Lung Sen macht sich Gedanken

Ein junges russisches Paar auf Shopping-Tour
Ein junges russisches Paar auf Shopping-Tour

Hurra, hurra, die Russen sind da! Die Hoteliers freuen sich, die Bar- und Restaurantbesitzer stellen Schilder in russischer Sprache auf, sie haben auf Russisch geschriebene Menükarten parat. Denn kaum ein anderer Menschenschlag bringt mehr in die Kassen als die „Russen“.

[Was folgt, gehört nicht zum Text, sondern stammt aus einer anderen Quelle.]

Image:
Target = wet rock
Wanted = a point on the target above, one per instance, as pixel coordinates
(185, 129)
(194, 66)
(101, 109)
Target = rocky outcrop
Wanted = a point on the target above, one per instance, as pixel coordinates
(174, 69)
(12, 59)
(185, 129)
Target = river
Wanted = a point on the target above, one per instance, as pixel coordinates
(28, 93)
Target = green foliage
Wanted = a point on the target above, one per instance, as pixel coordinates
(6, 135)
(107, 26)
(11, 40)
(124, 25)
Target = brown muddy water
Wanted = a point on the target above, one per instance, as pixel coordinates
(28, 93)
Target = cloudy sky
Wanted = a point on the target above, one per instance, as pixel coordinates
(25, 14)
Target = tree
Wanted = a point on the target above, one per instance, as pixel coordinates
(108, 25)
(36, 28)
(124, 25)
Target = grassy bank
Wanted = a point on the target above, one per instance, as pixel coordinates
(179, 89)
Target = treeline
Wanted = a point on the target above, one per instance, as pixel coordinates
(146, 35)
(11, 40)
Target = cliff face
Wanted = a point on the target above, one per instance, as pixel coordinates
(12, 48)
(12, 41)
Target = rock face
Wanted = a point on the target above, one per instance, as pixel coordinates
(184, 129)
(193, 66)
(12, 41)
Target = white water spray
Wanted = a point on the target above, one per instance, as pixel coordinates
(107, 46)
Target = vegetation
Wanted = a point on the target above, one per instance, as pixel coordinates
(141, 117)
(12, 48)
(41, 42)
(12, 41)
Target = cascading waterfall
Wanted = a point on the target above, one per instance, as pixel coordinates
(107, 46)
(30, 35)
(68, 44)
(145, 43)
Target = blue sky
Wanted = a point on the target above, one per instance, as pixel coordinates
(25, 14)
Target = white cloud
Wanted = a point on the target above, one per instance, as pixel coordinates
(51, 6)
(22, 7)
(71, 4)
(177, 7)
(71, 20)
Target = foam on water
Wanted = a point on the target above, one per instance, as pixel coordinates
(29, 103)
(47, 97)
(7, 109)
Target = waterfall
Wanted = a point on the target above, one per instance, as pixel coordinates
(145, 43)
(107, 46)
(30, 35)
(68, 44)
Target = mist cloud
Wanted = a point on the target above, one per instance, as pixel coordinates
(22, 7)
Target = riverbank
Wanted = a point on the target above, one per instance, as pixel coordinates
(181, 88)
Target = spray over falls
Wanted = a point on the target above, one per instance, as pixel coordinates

Absichtlich hat Lung Sen das in Anführungszeichen geschrieben, denn es sind ja gar nicht alles Russen! Da sind die Gäste aus der Ukraine oder Weissrussland, aus Georgien oder Usbekistan. Alles inzwischen selbständige Nationen, die keinesfalls mit den Gästen aus Russland in einen Topf geworfen werden sollten. Sie haben ihre eigene Sprache und sind Russland mal freundlich und andermalnicht gerade gut gesinnt. Erstaunlich, dass die meisten Restaurantbesitzer diesen feinen, aber wichtigen Unterschied noch nicht bemerkt haben.

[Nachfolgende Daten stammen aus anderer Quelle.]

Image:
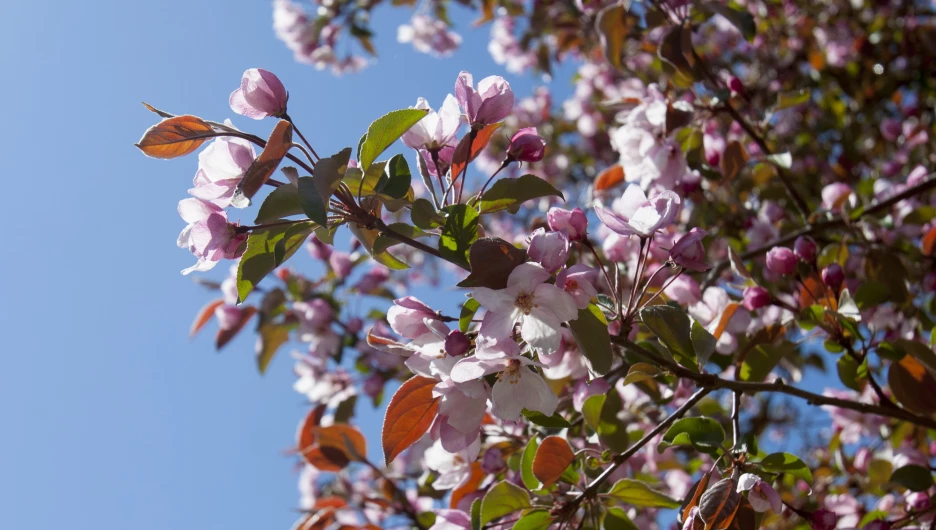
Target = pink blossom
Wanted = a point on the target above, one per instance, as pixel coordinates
(429, 35)
(221, 166)
(762, 496)
(579, 281)
(781, 260)
(407, 316)
(538, 307)
(490, 103)
(549, 249)
(834, 195)
(526, 146)
(573, 222)
(689, 253)
(209, 235)
(756, 297)
(436, 130)
(261, 94)
(634, 214)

Es scheint aber, dass alle einen gemeinsamen Nenner haben: Viel, viel Geld! Lung Sen sass mit Familie am Swimming Pool eines Vier-Sterne-Hotels. Viele deutschsprachige Gäste und eine Runde „russischer“ Urlauber. Diese bestellten plötzlich eine Platte mit 50 Garnelen, dazu zwei Flaschen Wodka, Eis und Fanta. Alles wurde geliefert, und die Touristen machten sich über die Köstlichkeiten her. Nein, sie waren weder laut noch ausfallend. Und doch hörte Lung Sen von deutschsprachiger Seite: „Schau dir das an! Wie die sich benehmen!“ Warum diese Worte Ist es Neid, weil man sich solches nicht leisten kann Ist es die fremde Sprache, die man nicht versteht

Als Lung Sen bei Metzger Karl an der Naklua Soi 16 sass (er hat jeden Donnerstag ein tolles Schlachtfest-Büfett), kamen auch „russische“ Gäste. Auch sie bestellten Wodka flaschenweise und bedienten sich herzhaft am nur 120 Baht kostenden Büfett. Wieder konnte gegen das Benehmen nichts eingewendet werden. Aber: Das war der sparsame slawische Tourist.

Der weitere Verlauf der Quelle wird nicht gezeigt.